L’impatto ambientale del calcio: un problema da affrontare

Il mondo del calcio emette tra 64 e 66 milioni di tonnellate di CO2 all'anno. Un problema serio da affrontare.

Il calcio, lo sport più amato e seguito al mondo, porta con sé un’ombra inquietante: l’inquinamento. Con un’emissione annuale di CO2 che oscilla tra i 64 e i 66 milioni di tonnellate, l’impatto ambientale del calcio è paragonabile a quello di un intero paese come l’Austria. Ma cosa contribuisce a questo pesante bilancio ecologico? Analizziamo insieme gli elementi che rendono il calcio non solo un gioco, ma anche un grosso problema ambientale.

Emissioni e viaggi dei tifosi

Ogni anno, milioni di tifosi si spostano per seguire le proprie squadre, e questo comporta un notevole aumento delle emissioni di CO2. Non è solo la combustione di carburante a generare inquinamento: ogni nuovo stadio costruito, ogni sponsor fossile, contribuisce a questa pesante eredità. Ad esempio, i recenti mondiali per club, che vedono la partecipazione di 32 squadre, attireranno un numero ancora maggiore di appassionati, incrementando ulteriormente l’impatto ambientale. La FIFA ha programmato un aumento delle partite, passando da 64 a 104 per i Mondiali 2026, e questo significa più viaggi e quindi più inquinamento.

Un calcio sempre più affollato

In Europa, la nuova formula della Champions League prevede un aumento significativo delle partite, da 125 a 189. In questo scenario, il profitto per la FIFA e l’UEFA è garantito, ma l’ambiente paga il prezzo più alto. Ogni partita internazionale genera un surplus di emissioni di CO2, aumentando le già enormi responsabilità ecologiche del calcio.

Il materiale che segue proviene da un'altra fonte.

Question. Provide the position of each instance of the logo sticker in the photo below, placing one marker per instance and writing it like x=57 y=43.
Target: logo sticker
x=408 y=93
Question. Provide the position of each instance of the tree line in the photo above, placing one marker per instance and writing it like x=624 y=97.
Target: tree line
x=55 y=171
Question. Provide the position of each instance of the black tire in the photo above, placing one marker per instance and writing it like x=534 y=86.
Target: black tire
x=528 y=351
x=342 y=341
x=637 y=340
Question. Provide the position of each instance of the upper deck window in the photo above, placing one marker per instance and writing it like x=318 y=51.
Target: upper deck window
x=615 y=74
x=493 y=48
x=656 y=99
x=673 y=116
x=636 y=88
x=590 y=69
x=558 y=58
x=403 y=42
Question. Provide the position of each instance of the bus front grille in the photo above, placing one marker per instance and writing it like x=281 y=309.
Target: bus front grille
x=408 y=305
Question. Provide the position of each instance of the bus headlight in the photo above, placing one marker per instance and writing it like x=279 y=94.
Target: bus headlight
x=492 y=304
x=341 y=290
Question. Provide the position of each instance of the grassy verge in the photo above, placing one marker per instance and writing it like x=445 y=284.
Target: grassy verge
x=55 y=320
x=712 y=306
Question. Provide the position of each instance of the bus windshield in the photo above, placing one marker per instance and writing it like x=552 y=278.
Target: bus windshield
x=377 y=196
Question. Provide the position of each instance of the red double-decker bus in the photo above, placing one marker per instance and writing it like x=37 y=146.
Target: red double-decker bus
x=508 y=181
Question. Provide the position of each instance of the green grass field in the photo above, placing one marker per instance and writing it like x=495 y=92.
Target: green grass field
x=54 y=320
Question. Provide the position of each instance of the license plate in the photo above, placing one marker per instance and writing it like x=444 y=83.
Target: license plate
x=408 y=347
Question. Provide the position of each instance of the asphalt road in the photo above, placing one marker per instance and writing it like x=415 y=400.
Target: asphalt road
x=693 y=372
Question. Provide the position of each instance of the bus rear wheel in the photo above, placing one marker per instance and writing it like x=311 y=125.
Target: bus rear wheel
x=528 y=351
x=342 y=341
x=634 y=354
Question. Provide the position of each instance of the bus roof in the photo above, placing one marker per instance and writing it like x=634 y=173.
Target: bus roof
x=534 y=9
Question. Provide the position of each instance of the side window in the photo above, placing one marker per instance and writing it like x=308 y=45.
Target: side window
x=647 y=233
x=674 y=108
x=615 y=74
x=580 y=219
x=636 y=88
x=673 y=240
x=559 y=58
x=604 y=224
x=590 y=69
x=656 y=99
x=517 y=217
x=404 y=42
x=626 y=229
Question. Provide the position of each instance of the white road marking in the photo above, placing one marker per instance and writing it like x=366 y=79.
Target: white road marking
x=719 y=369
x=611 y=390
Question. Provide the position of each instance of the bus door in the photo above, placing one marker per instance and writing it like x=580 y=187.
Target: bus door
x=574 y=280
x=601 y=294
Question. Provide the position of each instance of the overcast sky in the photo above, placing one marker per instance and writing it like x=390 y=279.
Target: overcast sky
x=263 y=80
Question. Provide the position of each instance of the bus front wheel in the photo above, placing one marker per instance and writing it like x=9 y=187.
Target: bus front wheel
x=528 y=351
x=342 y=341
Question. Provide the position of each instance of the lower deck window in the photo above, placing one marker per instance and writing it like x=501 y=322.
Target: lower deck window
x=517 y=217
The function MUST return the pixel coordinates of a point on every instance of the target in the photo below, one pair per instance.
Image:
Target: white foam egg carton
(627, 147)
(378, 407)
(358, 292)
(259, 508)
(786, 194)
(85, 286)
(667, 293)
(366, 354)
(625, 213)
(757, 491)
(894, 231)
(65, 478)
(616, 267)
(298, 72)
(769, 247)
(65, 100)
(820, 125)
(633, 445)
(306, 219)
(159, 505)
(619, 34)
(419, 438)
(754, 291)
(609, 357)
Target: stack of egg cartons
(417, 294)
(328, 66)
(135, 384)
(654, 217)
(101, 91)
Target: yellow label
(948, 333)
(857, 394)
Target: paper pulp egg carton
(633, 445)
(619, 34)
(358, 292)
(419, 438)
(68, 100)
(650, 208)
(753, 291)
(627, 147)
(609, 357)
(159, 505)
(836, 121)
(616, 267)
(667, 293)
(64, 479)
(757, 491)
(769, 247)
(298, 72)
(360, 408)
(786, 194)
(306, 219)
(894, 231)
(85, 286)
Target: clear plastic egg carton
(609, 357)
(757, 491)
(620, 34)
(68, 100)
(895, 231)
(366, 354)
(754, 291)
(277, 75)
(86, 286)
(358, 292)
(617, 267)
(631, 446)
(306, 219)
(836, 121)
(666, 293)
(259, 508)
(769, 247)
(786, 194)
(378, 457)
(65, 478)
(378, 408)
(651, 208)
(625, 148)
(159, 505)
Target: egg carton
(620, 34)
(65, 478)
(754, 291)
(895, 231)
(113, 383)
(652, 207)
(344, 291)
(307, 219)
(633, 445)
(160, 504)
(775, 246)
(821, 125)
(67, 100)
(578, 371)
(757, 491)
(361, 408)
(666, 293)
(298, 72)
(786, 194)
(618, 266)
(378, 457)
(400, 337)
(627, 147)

Il report del New Weather Institute

Un recente report ha rivelato che le emissioni di CO2 legate al calcio non sono solo frutto di stime imprecise. Secondo il New Weather Institute, le emissioni di carbonio legate al football sono ben documentate e ammontano a milioni di tonnellate. Le analisi precedenti hanno sottovalutato l’impatto dei viaggi aerei dei tifosi e le sponsorizzazioni di aziende inquinanti, portando a una visione distorta della realtà. Questo studio mette in luce la necessità di una maggiore consapevolezza da parte dei dirigenti calcistici riguardo la gravità della situazione.

Le emissioni per partita

Un dato allarmante è che una singola partita dei Mondiali di calcio può emettere tra le 44.000 e le 72.000 tonnellate di CO2. Questo equivale all’impatto di migliaia di automobili circolanti in un anno. Se consideriamo anche le emissioni legate alle sponsorizzazioni, l’impatto aumenta del 350%. In effetti, il 75% dell’impronta di carbonio del calcio è dovuto agli sponsor, molti dei quali operano nel settore dei combustibili fossili.

Le parole di chi gioca

Calciatori come Tessel Middag della Nazionale olandese sono consapevoli di quanto sia importante affrontare questa crisi. Secondo lei, il calcio ha il potenziale per essere un potente strumento di cambiamento e sensibilizzazione. Non solo per gli sportivi, ma anche per i tifosi, che possono diventare più consapevoli delle loro scelte e comportamenti. Se non si interviene, il futuro del calcio e del nostro pianeta è in pericolo.

L’impatto delle competizioni

In Premier League, ogni partita genera circa 1.700 tonnellate di CO2, un numero che si applica anche ad altri campionati europei. Se si escludono le emissioni legate agli sponsor, l’impatto totale del calcio a livello globale è comunque significativo, pari a 13-15 milioni di tonnellate di CO2 all’anno. Questo è un dato preoccupante, paragonabile alle emissioni di un paese come il Costa Rica.

Impegni e responsabilità

In Italia, alcune squadre come Juventus e Roma hanno aderito a iniziative per ridurre le loro emissioni di CO2 del 50% entro il 2030. Tuttavia, gli sponsor di alto profilo, come Jeep ed Emirates, contribuiscono in modo sostanziale all’inquinamento. Le squadre italiane si trovano tra le prime dieci in Europa per quanto riguarda gli sponsor più inquinanti, il che solleva interrogativi sulla reale volontà di cambiamento.

Una scelta necessaria

Di fronte a queste sfide, è imperativo che le istanze ecologiche vengano incorporate nelle decisioni strategiche del calcio. Tuttavia, sembra che le organizzazioni come FIFA e UEFA siano più interessate ad aumentare il numero di partite che a ridurre le emissioni. L’assegnazione dei Mondiali 2034 all’Arabia Saudita, uno dei principali produttori di combustibili fossili, è l’ennesima prova di una priorità rivolta al profitto piuttosto che alla sostenibilità. Occorre un cambio di rotta significativo.